М-сье Пьер пал на плаху. В публике прошел гул.
-- Понятно? -- спросил м-сье Пьер, вскочив и оправляя
фартук (сзади разошлось, Родриг помог завязать). -- Хорошо-с.
Приступим. Свет немножко яркий... Если бы можно... Вот так,
спасибо. Еще, может быть, капельку... Превосходно! Теперь я
попрошу тебя лечь.
-- Сам, сам, -- сказал Цинциннат и ничком лег, как ему
показывали, но тотчас закрыл руками затылок.
-- Вот глупыш, -- сказал сверху м-сье Пьер, -- как же я
так могу... (да, давайте. Потом сразу ведро). И вообще --
почему такое сжатие мускулов, не нужно никакого напряжения.
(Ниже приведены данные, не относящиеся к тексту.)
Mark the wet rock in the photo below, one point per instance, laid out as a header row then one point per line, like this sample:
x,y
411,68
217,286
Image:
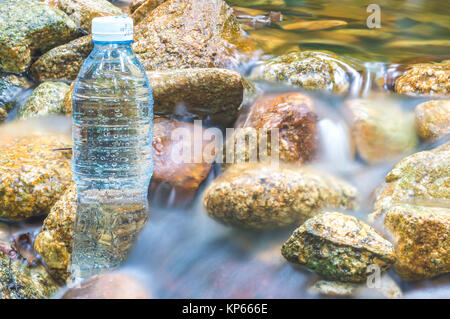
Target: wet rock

Совсем свободно. Руки, пожалуйста, убери... (давайте). Совсем
свободно и считай вслух.
-- До десяти, -- сказал Цинциннат.
-- Не понимаю, дружок? -- как бы переспросил м-сье Пьер и
тихо добавил, уже начиная стонать: -- отступите, господа,
маленько.
-- До десяти, -- повторил Цинциннат, раскинув руки.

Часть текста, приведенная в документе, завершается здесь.